Mills made it emphatically clear that as a group they were not going to glorify that “rubbish of a report” by responding officially to it.
In a sharp reaction, Prof. Mills' close contender for the 2008 NDC flagbearer ticket, said he earlier refused to make any comment about the report because he had not read the full report of the CDD, adding that people should not get heated about the report.
“What I think people should do was to get the full report and take what you want rather than to pick and choose.”
The MP, who averred that he had an encounter with the CDD when he criticized its report sometime back, by taking issues based on the findings that were put into the public domain without reading the full report, indicated that until the full report was read no appreciation or no objective analysis would be made.
“It is only after you have read the full report in full that you would get the full appreciation of what was actually done. It makes it easier to speak from an informed position after reading the full report.”
John Mahama, one of the potential presidential candidates for the NDC in the next general elections, called on the CDD to create a platform to accommodate all sorts of criticism, just as it happened in Nairobi recently.
v According to him, when an organization in Nairobi came out with a survey to rate the government high, the ministers were pleased but when another report came out which rated the government low, the ministers were up in arms with the organization and condemned the report.
He said, “What I think we should do is to pick up the report and take the parts that are positive and look at what we can do about working on the negatives. As soon as you ensure that the methodology had been well done and it gave indications about the sample size, which is within the full report, you can use that to surmise that this has been scientifically done. If it has not been scientifically done, then you take out parts of the report that you think are very instructive.”
Mr. Mahama said the survey which was done in March, this year, was the reflection of the general elections held in 2004, adding that if the survey was to be conducted today, the indications would be different, taking the effects of the fuel price hikes into consideration.
On his beef about the CDD's survey, John Mahama said, “My point was that the findings of the CDD reinforce the results of 2004. It was not necessary to include the question of where would people vote. With the inclusion of that question, it diverts the attention from the real facts.
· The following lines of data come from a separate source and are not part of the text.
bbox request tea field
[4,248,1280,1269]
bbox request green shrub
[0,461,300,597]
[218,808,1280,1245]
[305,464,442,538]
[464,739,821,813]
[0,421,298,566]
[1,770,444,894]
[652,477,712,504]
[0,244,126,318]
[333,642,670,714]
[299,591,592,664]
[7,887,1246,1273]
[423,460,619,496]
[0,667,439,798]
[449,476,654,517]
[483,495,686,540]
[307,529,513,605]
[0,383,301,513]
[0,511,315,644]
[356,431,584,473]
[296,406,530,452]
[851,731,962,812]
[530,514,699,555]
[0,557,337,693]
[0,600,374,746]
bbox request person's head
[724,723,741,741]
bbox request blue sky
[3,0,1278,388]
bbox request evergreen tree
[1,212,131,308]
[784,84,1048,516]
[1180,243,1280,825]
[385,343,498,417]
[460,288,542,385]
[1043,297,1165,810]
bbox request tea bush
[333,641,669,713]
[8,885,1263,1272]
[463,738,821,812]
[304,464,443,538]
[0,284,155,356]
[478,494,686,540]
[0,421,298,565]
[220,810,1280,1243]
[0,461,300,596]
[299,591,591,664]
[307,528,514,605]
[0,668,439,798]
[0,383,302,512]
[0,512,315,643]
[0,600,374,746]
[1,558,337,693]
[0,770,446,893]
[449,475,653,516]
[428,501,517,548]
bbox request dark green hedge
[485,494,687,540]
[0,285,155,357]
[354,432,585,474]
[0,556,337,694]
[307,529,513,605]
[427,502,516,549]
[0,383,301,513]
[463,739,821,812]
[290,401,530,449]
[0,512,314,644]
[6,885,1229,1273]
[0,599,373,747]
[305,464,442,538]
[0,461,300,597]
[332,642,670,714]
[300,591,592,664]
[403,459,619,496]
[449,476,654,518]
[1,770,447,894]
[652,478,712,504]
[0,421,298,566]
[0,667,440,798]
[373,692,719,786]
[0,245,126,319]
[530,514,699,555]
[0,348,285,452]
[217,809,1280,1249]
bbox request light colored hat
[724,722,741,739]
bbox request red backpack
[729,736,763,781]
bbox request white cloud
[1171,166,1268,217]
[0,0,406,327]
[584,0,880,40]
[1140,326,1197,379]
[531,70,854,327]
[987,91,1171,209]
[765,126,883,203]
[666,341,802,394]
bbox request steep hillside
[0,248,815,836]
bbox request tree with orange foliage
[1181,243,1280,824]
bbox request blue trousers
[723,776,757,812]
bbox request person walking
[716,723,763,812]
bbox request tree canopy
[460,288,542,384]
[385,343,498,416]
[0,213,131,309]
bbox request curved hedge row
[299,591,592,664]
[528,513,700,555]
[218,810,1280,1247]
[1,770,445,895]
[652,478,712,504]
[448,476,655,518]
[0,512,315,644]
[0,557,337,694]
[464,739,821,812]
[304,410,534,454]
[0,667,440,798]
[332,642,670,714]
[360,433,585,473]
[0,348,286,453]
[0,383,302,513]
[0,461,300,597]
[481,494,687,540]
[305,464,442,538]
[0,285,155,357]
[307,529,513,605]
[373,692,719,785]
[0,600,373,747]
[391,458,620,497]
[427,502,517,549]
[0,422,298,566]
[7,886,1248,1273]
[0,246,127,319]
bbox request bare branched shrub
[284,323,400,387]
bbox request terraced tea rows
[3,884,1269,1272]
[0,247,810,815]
This is because people would pick and choose the juicy parts of the report that they would want to concentrate.”
Touching on corruption, he said it was virtually impossible to measure it, saying it was easier to measure perceptions of corruption since corrupt activities, which are criminal, were done in secrecy.
In order to have a fair, balance report, Hon. Mahama urged the CDD to segment the reports so that all aspects of it could be well covered instead of releasing all at the same time, while others try to pick and choose and eventually condemn it.
Mr. Mahama stood in for Prof. Mills, when Nana Akomea, the former Minister of Communications, had decided to go to town on Prof's personality by condemning the report on Metro TV.
According to him, it was a newspaper that attributed the story to Prof, saying it would be unfair to attack the personality of Prof. Mills.